5.1 Cognitive Biases in the Business Context

There is a wide range of examples where cognitive biases are present in the general business context. In some cases, their effects are even intentionally provoked, especially in marketing: commercials, for instance, build on the effects of the availability heuristic, in particular of the ‘ease of recall’ bias, to actively influence purchasing decisions. However, in most cases, cognitive biases unknowingly influence managerial decision making in a broad range of disciplines and functions.56

Examples for the potential influence of cognitive biases include the distortive effects of the 'presumed associations' bias on generating knowledge for probabilistic evaluations of competitors' actions and reactions or for the evaluation of different scenario alternatives. For instance, if it is hard to imagine reasonable scenarios for a particular event to unfold, or even none comes to mind, then this event is deemed to be impossible or at least highly improbable.
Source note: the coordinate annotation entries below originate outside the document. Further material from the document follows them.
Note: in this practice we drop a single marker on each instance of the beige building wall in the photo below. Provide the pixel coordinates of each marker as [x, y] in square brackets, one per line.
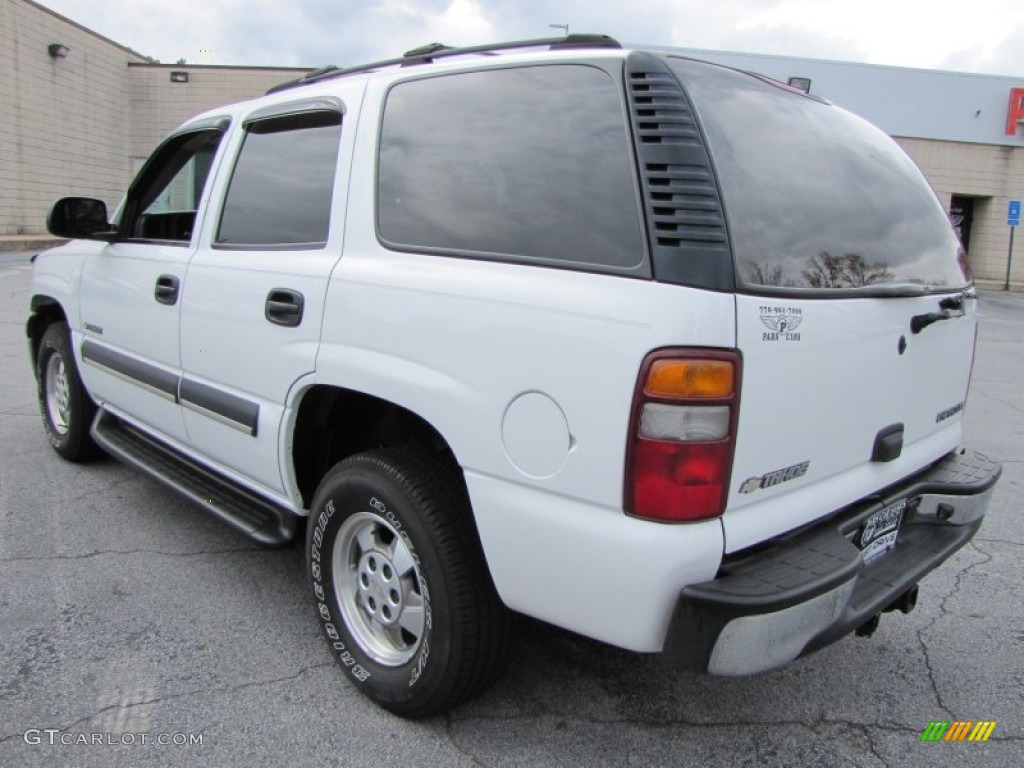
[992, 175]
[159, 105]
[82, 125]
[64, 122]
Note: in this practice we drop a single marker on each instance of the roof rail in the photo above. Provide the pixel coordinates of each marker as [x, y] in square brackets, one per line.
[428, 53]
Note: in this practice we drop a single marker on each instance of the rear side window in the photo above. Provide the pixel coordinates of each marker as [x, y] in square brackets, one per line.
[282, 185]
[816, 198]
[520, 164]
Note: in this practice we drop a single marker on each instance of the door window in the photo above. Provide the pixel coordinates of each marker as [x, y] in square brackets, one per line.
[163, 201]
[281, 190]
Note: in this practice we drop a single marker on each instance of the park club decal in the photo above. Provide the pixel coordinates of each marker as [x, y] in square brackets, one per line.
[781, 323]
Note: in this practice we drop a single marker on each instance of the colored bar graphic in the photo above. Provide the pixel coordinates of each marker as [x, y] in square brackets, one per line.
[982, 731]
[958, 730]
[935, 730]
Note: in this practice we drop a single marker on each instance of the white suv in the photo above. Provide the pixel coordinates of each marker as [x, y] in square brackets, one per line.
[662, 352]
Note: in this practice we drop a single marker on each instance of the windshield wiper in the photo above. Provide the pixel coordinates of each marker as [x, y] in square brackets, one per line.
[949, 307]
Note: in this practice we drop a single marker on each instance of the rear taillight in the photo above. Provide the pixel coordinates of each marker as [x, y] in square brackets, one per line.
[682, 434]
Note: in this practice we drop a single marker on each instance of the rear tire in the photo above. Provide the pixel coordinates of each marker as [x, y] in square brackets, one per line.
[65, 404]
[401, 587]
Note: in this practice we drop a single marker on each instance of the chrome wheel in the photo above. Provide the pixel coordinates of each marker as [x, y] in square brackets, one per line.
[378, 587]
[57, 394]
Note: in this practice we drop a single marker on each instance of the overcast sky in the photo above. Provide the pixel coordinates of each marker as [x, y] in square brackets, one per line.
[971, 36]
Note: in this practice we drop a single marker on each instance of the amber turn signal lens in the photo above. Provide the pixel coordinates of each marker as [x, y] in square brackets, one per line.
[689, 378]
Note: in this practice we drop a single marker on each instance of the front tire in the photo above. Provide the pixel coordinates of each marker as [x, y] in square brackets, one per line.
[64, 402]
[402, 591]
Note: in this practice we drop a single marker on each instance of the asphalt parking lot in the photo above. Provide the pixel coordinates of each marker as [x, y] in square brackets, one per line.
[127, 611]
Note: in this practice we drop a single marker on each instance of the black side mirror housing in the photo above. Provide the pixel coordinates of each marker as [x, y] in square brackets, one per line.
[80, 218]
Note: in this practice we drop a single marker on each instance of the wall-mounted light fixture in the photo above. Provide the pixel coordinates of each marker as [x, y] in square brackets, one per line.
[801, 84]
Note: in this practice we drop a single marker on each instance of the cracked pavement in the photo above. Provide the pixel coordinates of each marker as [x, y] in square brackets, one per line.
[124, 609]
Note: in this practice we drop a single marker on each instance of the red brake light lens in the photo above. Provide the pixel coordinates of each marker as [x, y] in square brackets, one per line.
[681, 473]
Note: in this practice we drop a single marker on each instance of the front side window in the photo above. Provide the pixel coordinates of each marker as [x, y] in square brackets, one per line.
[163, 201]
[519, 164]
[281, 190]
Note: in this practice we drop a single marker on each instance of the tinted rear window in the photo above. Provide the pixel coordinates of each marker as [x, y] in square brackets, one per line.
[815, 197]
[530, 163]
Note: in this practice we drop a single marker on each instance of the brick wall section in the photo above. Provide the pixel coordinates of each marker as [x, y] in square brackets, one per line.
[65, 120]
[81, 125]
[994, 175]
[158, 105]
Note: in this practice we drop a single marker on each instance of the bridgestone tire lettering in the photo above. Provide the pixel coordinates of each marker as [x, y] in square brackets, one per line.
[421, 499]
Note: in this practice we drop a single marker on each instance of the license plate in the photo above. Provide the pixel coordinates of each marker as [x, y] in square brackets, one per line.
[879, 532]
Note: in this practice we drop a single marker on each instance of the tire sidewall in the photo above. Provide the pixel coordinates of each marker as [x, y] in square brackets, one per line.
[346, 491]
[54, 341]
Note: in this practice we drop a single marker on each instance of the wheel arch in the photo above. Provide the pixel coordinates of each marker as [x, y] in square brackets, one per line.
[45, 311]
[333, 423]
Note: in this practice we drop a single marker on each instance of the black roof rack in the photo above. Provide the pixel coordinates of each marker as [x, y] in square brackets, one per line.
[432, 51]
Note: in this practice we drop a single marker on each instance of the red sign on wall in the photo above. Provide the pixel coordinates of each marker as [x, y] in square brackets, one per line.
[1016, 112]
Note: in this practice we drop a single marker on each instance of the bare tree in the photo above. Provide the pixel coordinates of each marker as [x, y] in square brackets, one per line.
[825, 270]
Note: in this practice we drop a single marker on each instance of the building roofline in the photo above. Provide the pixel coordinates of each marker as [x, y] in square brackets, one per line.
[162, 66]
[94, 34]
[838, 61]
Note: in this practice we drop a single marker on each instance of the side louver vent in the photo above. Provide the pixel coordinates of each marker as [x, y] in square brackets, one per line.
[685, 220]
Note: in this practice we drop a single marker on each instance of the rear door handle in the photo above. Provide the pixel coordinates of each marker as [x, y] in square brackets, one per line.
[167, 289]
[284, 307]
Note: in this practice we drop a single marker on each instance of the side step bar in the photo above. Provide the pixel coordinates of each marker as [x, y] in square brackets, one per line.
[259, 518]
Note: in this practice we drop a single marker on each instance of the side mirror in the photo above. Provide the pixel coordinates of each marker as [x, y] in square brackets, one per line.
[80, 218]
Contrarily, if many potential scenarios come to mind, the same base event appears considerably more likely.57 Other examples for the distortive impact of cognitive biases are the influences of the 'confirmation trap' bias and the 'ease of recall' bias when generating and evaluating strategic business options or gathering knowledge for the preparation of an investment opportunity business case.
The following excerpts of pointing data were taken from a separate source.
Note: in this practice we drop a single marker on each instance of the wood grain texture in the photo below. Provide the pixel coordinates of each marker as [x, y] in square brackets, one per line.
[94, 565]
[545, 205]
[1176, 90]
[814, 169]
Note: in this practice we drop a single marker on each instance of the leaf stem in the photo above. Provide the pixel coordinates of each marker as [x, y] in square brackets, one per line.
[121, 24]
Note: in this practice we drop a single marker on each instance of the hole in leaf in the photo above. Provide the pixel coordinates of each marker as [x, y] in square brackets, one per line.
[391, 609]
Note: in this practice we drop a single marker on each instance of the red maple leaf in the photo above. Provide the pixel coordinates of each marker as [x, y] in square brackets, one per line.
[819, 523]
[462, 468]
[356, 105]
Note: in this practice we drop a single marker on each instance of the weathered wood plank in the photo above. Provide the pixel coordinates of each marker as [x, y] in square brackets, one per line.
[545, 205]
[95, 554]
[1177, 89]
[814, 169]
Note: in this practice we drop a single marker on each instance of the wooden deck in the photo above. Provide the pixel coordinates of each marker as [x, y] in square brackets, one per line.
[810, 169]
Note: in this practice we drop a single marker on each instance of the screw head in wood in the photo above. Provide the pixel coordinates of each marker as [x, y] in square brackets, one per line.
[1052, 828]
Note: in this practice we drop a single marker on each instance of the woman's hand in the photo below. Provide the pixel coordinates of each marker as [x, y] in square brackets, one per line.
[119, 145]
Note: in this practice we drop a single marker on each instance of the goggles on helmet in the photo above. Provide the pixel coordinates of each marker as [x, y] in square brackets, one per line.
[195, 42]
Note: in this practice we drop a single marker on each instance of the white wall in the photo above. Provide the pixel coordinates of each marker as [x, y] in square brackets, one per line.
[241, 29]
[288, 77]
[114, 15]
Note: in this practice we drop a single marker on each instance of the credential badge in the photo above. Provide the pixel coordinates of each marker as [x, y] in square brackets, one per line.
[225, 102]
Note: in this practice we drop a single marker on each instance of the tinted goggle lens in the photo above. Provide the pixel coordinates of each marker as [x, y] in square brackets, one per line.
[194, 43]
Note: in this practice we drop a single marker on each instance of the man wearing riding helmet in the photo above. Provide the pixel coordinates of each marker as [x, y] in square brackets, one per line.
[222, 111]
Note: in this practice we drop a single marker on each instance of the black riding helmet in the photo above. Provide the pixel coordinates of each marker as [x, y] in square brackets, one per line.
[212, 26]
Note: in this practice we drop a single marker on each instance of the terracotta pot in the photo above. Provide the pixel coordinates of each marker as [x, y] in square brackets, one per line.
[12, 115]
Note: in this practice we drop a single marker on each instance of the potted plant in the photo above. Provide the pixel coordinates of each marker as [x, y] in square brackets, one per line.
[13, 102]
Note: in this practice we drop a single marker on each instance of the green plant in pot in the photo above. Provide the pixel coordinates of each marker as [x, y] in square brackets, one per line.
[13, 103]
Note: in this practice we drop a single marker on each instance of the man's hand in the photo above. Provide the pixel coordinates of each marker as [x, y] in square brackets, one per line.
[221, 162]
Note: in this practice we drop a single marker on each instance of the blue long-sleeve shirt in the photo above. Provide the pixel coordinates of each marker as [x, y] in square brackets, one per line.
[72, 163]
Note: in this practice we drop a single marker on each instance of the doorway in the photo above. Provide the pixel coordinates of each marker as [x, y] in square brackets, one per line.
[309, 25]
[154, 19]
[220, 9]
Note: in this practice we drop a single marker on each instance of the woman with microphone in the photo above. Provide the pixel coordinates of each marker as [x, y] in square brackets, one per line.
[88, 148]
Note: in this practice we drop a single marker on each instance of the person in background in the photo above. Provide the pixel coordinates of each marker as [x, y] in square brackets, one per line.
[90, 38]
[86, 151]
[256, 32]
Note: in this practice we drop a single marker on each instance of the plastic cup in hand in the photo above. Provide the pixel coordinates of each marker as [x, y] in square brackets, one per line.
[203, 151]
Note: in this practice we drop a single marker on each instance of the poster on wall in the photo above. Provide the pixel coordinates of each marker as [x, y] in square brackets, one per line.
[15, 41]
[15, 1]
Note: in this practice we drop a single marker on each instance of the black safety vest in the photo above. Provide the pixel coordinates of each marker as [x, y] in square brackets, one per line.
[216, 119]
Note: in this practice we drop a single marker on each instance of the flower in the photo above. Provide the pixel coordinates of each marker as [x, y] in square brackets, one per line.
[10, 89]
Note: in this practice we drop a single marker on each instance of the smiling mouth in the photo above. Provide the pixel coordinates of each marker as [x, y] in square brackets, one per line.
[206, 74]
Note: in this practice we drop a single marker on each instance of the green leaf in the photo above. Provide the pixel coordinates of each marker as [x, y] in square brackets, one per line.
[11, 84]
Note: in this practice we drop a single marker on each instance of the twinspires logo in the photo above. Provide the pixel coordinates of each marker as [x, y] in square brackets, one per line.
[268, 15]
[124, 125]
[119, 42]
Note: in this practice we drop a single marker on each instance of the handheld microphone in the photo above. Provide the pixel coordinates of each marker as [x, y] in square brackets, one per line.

These simple examples illustrate that cognitive biases in general, and those resulting from the availability heuristic in particular, can very well play an important role in a business context and influence managerial decision making. This is especially the case for all activities related to knowledge generation, because these activities require the processing of information, as pointed out earlier, which in turn forms the toehold for the emergence of cognitive biases.58

The above examples have very briefly illustrated that cognitive biases can be highly relevant in a general business context, across a large variety of functions and in many different contexts. Nevertheless, their existence and effects are often underestimated in many enterprises, and only few managers are fully aware of their potential influence and magnitude. Given the fact that small and medium-sized companies form the ‘backbone’ of the German economy59, and the resulting high importance of these companies for the

56 See for instance Serfas, S. (2011a): p. 95-116 for several examples of cognitive biases in the general

business context, ranging from marketing and finance to human resource management, as well as for financial and capital investments.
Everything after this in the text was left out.